Sombong dan riya' untuk menunjukkan pencapaian-pencapaian pribadi ini setelah kupikirkan lagi menjadi salah satu penyebab terlalu fokusnya diri untuk mengejar hal-hal duniawi. Akhirnya, salah fokus deh. Padahal, dengan menjaga dan memprioritaskan kualitas ibadah kita—dengan tanpa menyepelekan duniawi, meskipun usaha kita mengejar dunia tidak sekeras orang lain, bisa jadi karena kelebihan berupa keberkahan waktu yang kita miliki, kita tetap tercukupi hidupnya dengan baik. Effort untuk hal-hal duniawi secukupnya, tapi hasil tetap maksimal karena faktor keberkahan waktu. Itulah manusia, khususnya diri sendiri, yang sering sekali khilaf.

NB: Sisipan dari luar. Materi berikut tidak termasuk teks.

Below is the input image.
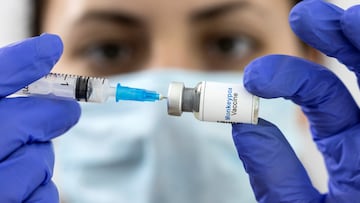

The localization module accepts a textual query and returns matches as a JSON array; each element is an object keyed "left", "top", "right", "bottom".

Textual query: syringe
[{"left": 14, "top": 73, "right": 165, "bottom": 103}]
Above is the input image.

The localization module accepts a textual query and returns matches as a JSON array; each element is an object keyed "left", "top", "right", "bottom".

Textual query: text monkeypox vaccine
[{"left": 168, "top": 81, "right": 259, "bottom": 124}]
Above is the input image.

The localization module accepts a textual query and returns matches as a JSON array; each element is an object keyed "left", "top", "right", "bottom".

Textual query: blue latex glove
[
  {"left": 0, "top": 34, "right": 80, "bottom": 203},
  {"left": 233, "top": 0, "right": 360, "bottom": 203}
]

Semoga dengan fokus kembali kepada hal-hal esensial dalam hidup menurut agama Islam, kita bisa lebih menjalani hidup dengan penuh keberkahan, aamiin...
***
Sebagai penutup, berikut tiga hal yang bisa jadi pertimbangan utama sebelum memposting di media sosial agar tidak terkesan pamer.

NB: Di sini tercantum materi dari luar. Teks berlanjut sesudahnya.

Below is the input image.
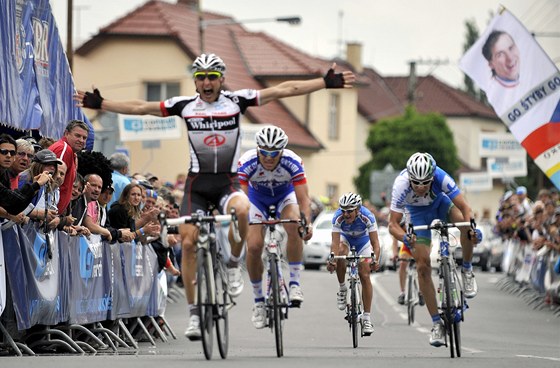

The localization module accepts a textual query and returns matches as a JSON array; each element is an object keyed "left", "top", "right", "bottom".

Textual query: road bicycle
[
  {"left": 408, "top": 220, "right": 476, "bottom": 358},
  {"left": 398, "top": 258, "right": 420, "bottom": 325},
  {"left": 329, "top": 246, "right": 375, "bottom": 348},
  {"left": 249, "top": 205, "right": 307, "bottom": 358},
  {"left": 161, "top": 207, "right": 241, "bottom": 360}
]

*Jika ragu, mungkin lebih baik menunda atau mengubah cara penyampaian agar lebih bermakna.
1. Niat & Tujuan
apakah aku memposting ini untuk berbagi manfaat atau hanya mencari pengakuan? Apakah ini bisa membawa kebaikan bagi orang lain?
2. Dampak pada Audiens
Bagaimana perasaan orang yang melihatnya? Apakah bisa memotivasi atau justru membuat mereka merasa kurang?
3. Kebermanfaatan & Keberkahan
Apakah aku tetap nyaman jika postingan ini diingat bertahun-tahun kemudian? Apakah ada cara lain untuk merayakan momen ini tanpa harus dipublikasikan?